Autre exemple intéressant, StartPage et son moteur de recherche Ixquick, qui ne gardent ni les traces des recherches / navigations de ses utilisateurs, ni leurs adresses IP. C'est à l'heure actuelle le seul moteur de recherche à avoir été certifié du label européen European Privacy Sea, garantissant la protection des informations personnelles. Dans la même logique, StartMail propose de sécuriser votre correspondance, en simplifiant le processus de chiffrement ou en permettant l’envoi de mails à usage unique par exemple (qui s’effacent après la lecture) et surtout en garantissant que personne ne viendra ouvrir votre boite aux lettres numériques.
“Notre position a amené de la croissance. Après les révélations de Snowden, notre trafic à doubler et le potentiel est encore considérable ! a déclaré Alex Van Eesteren, Directeur du développement de ces sociétés. “Nos revenus viennent de publicités non ciblées qui nous permettent de payer nos factures ; nous sommes rentables depuis plusieurs années. (...) Le fait de ne pas être basé aux Etats-Unis est un avantage comparatif pour nous” a-t-il ajouté.

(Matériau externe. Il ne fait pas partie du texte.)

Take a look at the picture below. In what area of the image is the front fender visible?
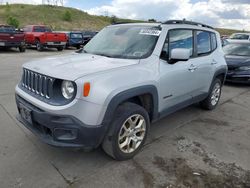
[103,85,158,124]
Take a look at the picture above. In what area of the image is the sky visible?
[0,0,250,30]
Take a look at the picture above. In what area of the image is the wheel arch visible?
[103,85,158,125]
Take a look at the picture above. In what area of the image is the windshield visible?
[229,34,249,40]
[84,25,161,59]
[70,33,83,39]
[0,26,15,33]
[223,44,250,56]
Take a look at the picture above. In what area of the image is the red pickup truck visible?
[23,25,67,51]
[0,25,25,52]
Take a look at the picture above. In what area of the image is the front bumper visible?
[226,71,250,84]
[16,95,106,149]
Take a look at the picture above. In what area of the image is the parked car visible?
[66,31,85,49]
[16,20,227,160]
[82,31,98,44]
[23,25,67,51]
[223,42,250,84]
[228,33,250,42]
[221,38,229,46]
[0,25,25,52]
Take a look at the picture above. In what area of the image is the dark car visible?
[223,42,250,84]
[66,31,85,49]
[0,25,25,52]
[82,31,98,44]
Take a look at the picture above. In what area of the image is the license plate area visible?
[19,103,32,124]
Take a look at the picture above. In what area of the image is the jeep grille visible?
[22,69,55,99]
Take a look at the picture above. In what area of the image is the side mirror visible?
[170,48,191,63]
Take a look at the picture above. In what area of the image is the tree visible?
[110,15,118,24]
[63,10,72,22]
[7,16,19,28]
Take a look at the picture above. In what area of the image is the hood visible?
[23,53,139,80]
[225,55,250,68]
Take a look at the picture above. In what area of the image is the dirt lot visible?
[0,47,250,188]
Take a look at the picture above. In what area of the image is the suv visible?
[16,20,227,160]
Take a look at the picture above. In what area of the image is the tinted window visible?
[197,31,211,55]
[169,30,193,54]
[230,33,249,40]
[223,43,250,56]
[211,33,217,51]
[161,29,193,60]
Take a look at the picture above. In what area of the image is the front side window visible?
[229,33,249,40]
[84,25,161,59]
[197,31,211,56]
[211,33,217,51]
[223,43,250,56]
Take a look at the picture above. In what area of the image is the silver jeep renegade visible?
[16,20,227,160]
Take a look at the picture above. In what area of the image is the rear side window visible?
[169,30,193,54]
[211,33,217,51]
[197,31,212,56]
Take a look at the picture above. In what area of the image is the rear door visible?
[193,30,217,97]
[159,29,197,111]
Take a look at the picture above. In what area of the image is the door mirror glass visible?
[170,48,191,62]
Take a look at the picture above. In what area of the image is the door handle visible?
[188,64,198,72]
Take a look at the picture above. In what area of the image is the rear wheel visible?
[57,47,63,52]
[200,78,222,110]
[36,40,43,52]
[102,103,150,160]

Manuel Valls a quant à lui appelé de ses voeux “une innovation responsable” ; elle aurait selon lui un “potentiel économique énorme car elle créerait de la confiance.”

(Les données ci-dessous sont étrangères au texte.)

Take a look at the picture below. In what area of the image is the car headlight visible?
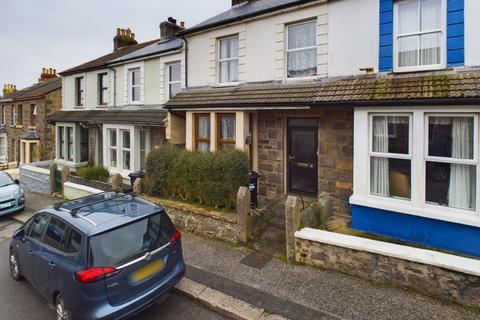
[12,188,23,197]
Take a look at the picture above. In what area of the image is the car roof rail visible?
[53,191,137,216]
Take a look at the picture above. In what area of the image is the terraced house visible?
[0,68,62,168]
[48,18,185,178]
[167,0,480,256]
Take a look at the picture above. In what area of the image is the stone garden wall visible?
[295,230,480,308]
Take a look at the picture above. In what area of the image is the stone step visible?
[270,216,285,230]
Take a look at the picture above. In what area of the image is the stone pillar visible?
[237,187,252,244]
[50,161,57,193]
[112,173,123,192]
[285,196,301,261]
[132,178,143,194]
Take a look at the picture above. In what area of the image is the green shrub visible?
[145,146,249,208]
[76,166,110,182]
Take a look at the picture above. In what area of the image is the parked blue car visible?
[9,192,185,320]
[0,171,25,217]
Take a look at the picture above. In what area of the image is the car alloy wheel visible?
[55,295,72,320]
[9,251,22,280]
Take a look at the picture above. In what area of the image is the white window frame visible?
[350,106,480,227]
[124,61,145,106]
[368,113,413,202]
[217,34,240,85]
[169,61,182,99]
[393,0,447,72]
[285,18,318,80]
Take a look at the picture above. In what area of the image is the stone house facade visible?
[0,68,62,167]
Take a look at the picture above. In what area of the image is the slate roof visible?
[0,77,62,102]
[180,0,315,35]
[46,109,167,127]
[59,39,160,76]
[109,37,183,64]
[20,129,40,140]
[165,70,480,109]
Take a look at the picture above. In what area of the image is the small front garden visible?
[143,146,249,210]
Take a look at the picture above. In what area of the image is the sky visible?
[0,0,231,92]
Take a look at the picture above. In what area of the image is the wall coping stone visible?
[295,228,480,276]
[64,181,104,194]
[141,195,238,224]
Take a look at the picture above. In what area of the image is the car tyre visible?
[55,294,73,320]
[8,250,23,281]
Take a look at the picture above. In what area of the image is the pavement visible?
[0,194,480,320]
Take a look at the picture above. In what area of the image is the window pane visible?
[122,131,130,149]
[43,217,67,249]
[372,116,409,154]
[197,115,210,139]
[426,162,477,210]
[420,33,442,66]
[398,0,420,34]
[370,157,411,199]
[288,49,317,77]
[169,63,181,82]
[110,149,117,168]
[288,21,317,49]
[108,129,117,147]
[428,117,474,159]
[220,115,235,140]
[421,0,442,31]
[220,38,238,59]
[398,36,419,67]
[169,83,182,98]
[197,142,210,152]
[123,150,130,170]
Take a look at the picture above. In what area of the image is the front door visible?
[287,118,318,197]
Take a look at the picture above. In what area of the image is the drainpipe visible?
[108,67,117,108]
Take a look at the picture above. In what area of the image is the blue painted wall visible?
[352,205,480,257]
[447,0,465,67]
[378,0,393,72]
[378,0,465,72]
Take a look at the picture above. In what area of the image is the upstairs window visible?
[394,0,446,71]
[128,68,140,103]
[97,73,108,106]
[168,62,182,98]
[287,21,317,78]
[75,77,85,107]
[218,37,238,83]
[30,104,37,126]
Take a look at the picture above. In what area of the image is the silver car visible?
[0,171,25,216]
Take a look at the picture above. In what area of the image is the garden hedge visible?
[145,146,249,208]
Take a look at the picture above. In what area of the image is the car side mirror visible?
[12,228,25,240]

La balle est dans le camps des citoyens… mais ils ne le savent pas !
Simon Davies, fondateur de Privacy International, a déploré que les citoyens aient été exclus du débat trop longtemps, ce qui explique d’après lui que même après les révélations Snowden, on ne voit pas d’émeute pas les rues.
“Il ne faut pas être effrayé d’être militant ! Il faut des mouvements de masse”, a-t-il déclaré.
Et ce n’est pas Maximilian Schrems, jeune autrichien, qui monte l’Europe contre Facebook à coup d’actions collectives, afin que le géant respecte la législation en vigueur au sein de nos frontières, qui dira le contraire.
Démocratiser le débat et donner des outils de protestation et de défense aux citoyens est un enjeu essentiel !
La question de la protection des données concernent tout le monde et est donc un sujet à traiter globalement, dans nos sociétés occidentales mais aussi en Asie et en Afrique, car il s’agit de données qui peuvent être publiques ou privées.
“La protection des données personnelles est un enjeu pour les personnes mais aussi pour nos modèles démocratiques” a souligné Isabelle Falque-Pierrotin.